The Death of Actaeon, 1559-75 by Titian
The Death of Actaeon, 1559-75 by Titian

The story of Actaeon had been passed down from antiquity in the third book of the Latin poet Ovid's Metamorphoses. Titian would probably have first read it in his own language, in one of the many Italian translations of Boccaccio's useful compendium of classical tales, the Genealogia Deorum. Boccaccio's version is concise in the extreme:

"Actaeon was a hunter. One day, tired from the chase, he had gone into the valley of Gargafia, probably to quench his thirst, for there was a fresh and clear stream in the valley, and it happened that he beheld Diana in the spring, who was naked and washing herself. Diana, discovering this, took it ill, and she took some water in her hands and splashed it in Actaeon's face, saying "Go say what you have seen, if you can". And Actaeon was immediately changed into a stag, and when his hounds saw him he was killed immediately and gashed with their teeth and eaten up."
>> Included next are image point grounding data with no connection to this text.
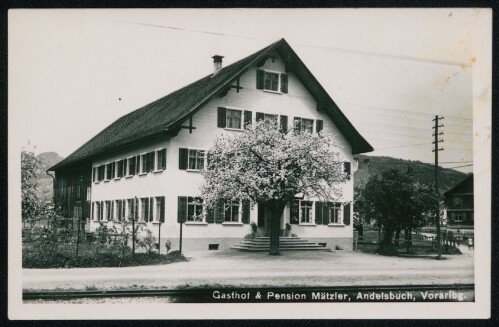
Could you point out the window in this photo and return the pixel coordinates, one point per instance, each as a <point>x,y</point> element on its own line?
<point>146,162</point>
<point>334,212</point>
<point>196,159</point>
<point>303,125</point>
<point>160,209</point>
<point>307,125</point>
<point>232,211</point>
<point>144,209</point>
<point>347,169</point>
<point>100,173</point>
<point>305,211</point>
<point>194,209</point>
<point>131,209</point>
<point>233,118</point>
<point>458,201</point>
<point>120,210</point>
<point>270,81</point>
<point>120,168</point>
<point>99,210</point>
<point>458,217</point>
<point>109,171</point>
<point>131,166</point>
<point>109,210</point>
<point>161,159</point>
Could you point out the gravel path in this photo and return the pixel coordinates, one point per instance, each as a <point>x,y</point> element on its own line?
<point>235,268</point>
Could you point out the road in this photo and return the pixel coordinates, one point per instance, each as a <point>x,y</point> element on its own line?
<point>235,268</point>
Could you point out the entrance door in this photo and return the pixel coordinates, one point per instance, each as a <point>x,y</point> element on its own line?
<point>262,220</point>
<point>261,216</point>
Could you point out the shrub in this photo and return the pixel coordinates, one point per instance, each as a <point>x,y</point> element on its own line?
<point>168,246</point>
<point>63,257</point>
<point>254,228</point>
<point>148,241</point>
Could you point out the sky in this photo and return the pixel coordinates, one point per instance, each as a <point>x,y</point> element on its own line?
<point>73,72</point>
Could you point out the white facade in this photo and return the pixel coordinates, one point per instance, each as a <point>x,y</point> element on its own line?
<point>172,182</point>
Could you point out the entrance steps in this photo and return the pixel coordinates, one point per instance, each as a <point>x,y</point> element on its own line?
<point>285,244</point>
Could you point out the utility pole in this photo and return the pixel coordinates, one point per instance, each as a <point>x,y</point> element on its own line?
<point>436,135</point>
Titian shows the grim climax of the story, taking the liberty of introducing Diana into the scene, as huntress, administering the coup de grace with an arrow from her bow - and revealing her right breast in the process. But the picture's faint glimmerings of eroticism are shadowed by intimations of mortality. Actaeon, whose head has already metamorphosed into that of a stag, seems as though he is attempting vainly to call out to his hounds, even as they savage him. This is a detail which suggests that Titian had taken the trouble to familiarise himself with Ovid in the original by the time he painted the work. In the Metamorphoses, Diana's victim "longed to cry out, 'I am Actaeon, recognise your master'; the words refused obedience to his will."
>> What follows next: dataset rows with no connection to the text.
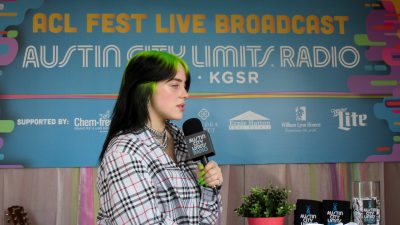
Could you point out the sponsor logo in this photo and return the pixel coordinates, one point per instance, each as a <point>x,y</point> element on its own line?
<point>347,120</point>
<point>302,124</point>
<point>100,124</point>
<point>249,121</point>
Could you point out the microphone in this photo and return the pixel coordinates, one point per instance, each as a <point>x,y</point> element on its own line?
<point>199,145</point>
<point>198,140</point>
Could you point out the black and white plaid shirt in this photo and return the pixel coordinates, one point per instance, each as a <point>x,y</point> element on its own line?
<point>139,184</point>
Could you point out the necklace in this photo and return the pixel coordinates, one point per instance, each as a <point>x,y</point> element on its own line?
<point>162,136</point>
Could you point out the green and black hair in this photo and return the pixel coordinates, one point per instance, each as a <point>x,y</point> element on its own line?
<point>138,84</point>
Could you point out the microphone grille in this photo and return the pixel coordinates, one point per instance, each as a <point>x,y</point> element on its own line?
<point>192,126</point>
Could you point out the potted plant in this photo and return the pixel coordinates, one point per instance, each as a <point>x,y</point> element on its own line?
<point>266,205</point>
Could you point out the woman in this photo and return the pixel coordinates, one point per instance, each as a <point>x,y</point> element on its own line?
<point>145,175</point>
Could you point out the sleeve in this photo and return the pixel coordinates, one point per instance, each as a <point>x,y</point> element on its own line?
<point>126,192</point>
<point>210,205</point>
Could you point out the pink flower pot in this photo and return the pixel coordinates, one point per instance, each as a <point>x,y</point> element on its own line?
<point>266,221</point>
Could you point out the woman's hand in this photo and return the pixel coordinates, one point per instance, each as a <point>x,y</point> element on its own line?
<point>212,174</point>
Before Titian, the theme of Diana and Actaeon had been treated light-heartedly by the artists of the Italian Renaissance. The subject had often been deemed appropriate to wedding celebrations, for example, with the bride-to-be portrayed as Diana - a comical hint to any would-be Actaeons among the bridegroom's friends. But in Titian's hands, the theme acquired a tragic dimension. It is possible that the artist intended some moral to be read into the work, perhaps concerning the perils of lubricity. Titian had almost singlehandedly invented erotic art as a genre, in his many depictions of the female nude; so maybe there was even an element of self-confession at work, in this picture of a man turned into a beast by the spectacle of a nude goddess, and hounded by his own dogs as if by his own sexual passions.